Note: This bug is displayed in read-only format because the product is no longer active in Red Hat Bugzilla.

Bug 1726934

Summary:	Pod phase seems to break its invariants again
Product:	OpenShift Container Platform	Reporter:	Tomáš Nožička <tnozicka>
Component:	Node	Assignee:	Ryan Phillips <rphillips>
Status:	CLOSED DUPLICATE	QA Contact:	Sunil Choudhary <schoudha>
Severity:	medium	Docs Contact:
Priority:	medium
Version:	4.1.z	CC:	aos-bugs, ccoleman, erich, gblomqui, jokerman, mmccomas, pthomas, rgudimet, sttts
Target Milestone:	---
Target Release:	4.5.0
Hardware:	Unspecified
OS:	Unspecified
Whiteboard:
Fixed In Version:		Doc Type:	If docs needed, set a value
Doc Text:		Story Points:	---
Clone Of:		Environment:
Last Closed:	2020-04-06 21:07:39 UTC	Type:	Bug
Regression:	---	Mount Type:	---
Documentation:	---	CRM:
Verified Versions:		Category:	---
oVirt Team:	---	RHEL 7.3 requirements from Atomic Host:
Cloudforms Team:	---	Target Upstream Version:
Embargoed:

Description Tomáš Nožička 2019-07-04 06:19:25 UTC

Jul 03 06:53:08.682 W ns/openshift-monitoring pod/node-exporter-zh4jj node/ip-10-0-136-122.ec2.internal invariant violation (bug): pod should not transition Running->Pending even when terminated


https://prow.svc.ci.openshift.org/view/gcs/origin-ci-test/logs/release-openshift-origin-installer-e2e-aws-upgrade-rollback-4.1/86

Comment 1 Stefan Schimanski 2019-07-26 15:38:25 UTC

Also seen in https://prow.svc.ci.openshift.org/view/gcs/origin-ci-test/logs/release-openshift-origin-installer-e2e-aws-upgrade-4.1/208

Comment 2 Seth Jennings 2019-07-29 19:44:14 UTC

I do wonder if this is happening when the node reboots.

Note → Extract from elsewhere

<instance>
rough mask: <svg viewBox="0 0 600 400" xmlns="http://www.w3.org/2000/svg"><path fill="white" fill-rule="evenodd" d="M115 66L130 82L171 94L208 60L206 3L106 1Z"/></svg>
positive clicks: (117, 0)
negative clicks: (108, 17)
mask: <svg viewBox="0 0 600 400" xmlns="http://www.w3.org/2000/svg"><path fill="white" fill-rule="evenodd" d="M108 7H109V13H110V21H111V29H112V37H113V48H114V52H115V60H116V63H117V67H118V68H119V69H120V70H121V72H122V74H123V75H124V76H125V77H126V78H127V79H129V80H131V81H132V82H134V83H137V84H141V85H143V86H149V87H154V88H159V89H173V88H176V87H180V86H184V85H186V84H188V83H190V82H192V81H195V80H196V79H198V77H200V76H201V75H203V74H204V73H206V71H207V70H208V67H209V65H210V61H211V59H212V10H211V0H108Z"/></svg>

When the kubelet goes down on a reboot, the pods stay running and there is nothing to report to the apiserver when the pods go down on node shutdown.

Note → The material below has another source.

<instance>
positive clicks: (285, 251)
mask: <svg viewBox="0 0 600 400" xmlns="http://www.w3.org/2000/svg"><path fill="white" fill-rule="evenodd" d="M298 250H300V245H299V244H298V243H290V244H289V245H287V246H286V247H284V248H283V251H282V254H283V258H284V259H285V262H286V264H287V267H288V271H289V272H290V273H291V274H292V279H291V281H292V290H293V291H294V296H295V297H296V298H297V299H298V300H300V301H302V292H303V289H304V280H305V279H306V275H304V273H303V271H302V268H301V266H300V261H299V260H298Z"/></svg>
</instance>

Maybe the kubelet is coming back up, gets the list of pods, and moves from Running->Pending since the pod is indeed not running.  Then attempts to start it and then it transitions back to running.

I'm not entirely sure that this is illegal in that case.

A quick check shows that this definitely doesn't happen every time.  I rebooted a node and did a watch on pods, when the kubelet came back, all the pods statuses were updated once but the state remained Running.

Comment 3 Tomáš Nožička 2019-08-12 13:50:17 UTC

also seen in https://prow.svc.ci.openshift.org/view/gcs/origin-ci-test/logs/release-openshift-ocp-installer-e2e-aws-4.2/343

Aug 12 09:45:18.278 W ns/openshift-machine-config-operator pod/machine-config-daemon-skpkw node/ip-10-0-140-14.ec2.internal invariant violation (bug): pod should not transition Running->Pending even when terminated

Comment 4 Seth Jennings 2019-08-12 21:55:43 UTC

I tried to recreate this a few ways without success.  The pod lifecycle has never been formalized, but is seems that Running -> Pending should not be allow.  However, it is not explicitly disallowed and seems like it wouldn't cause an issue, unlike the Failed -> Succeeded transitions we've seen in the past.

Comment 8 Ryan Phillips 2020-04-06 21:07:39 UTC


*** This bug has been marked as a duplicate of bug 1810652 ***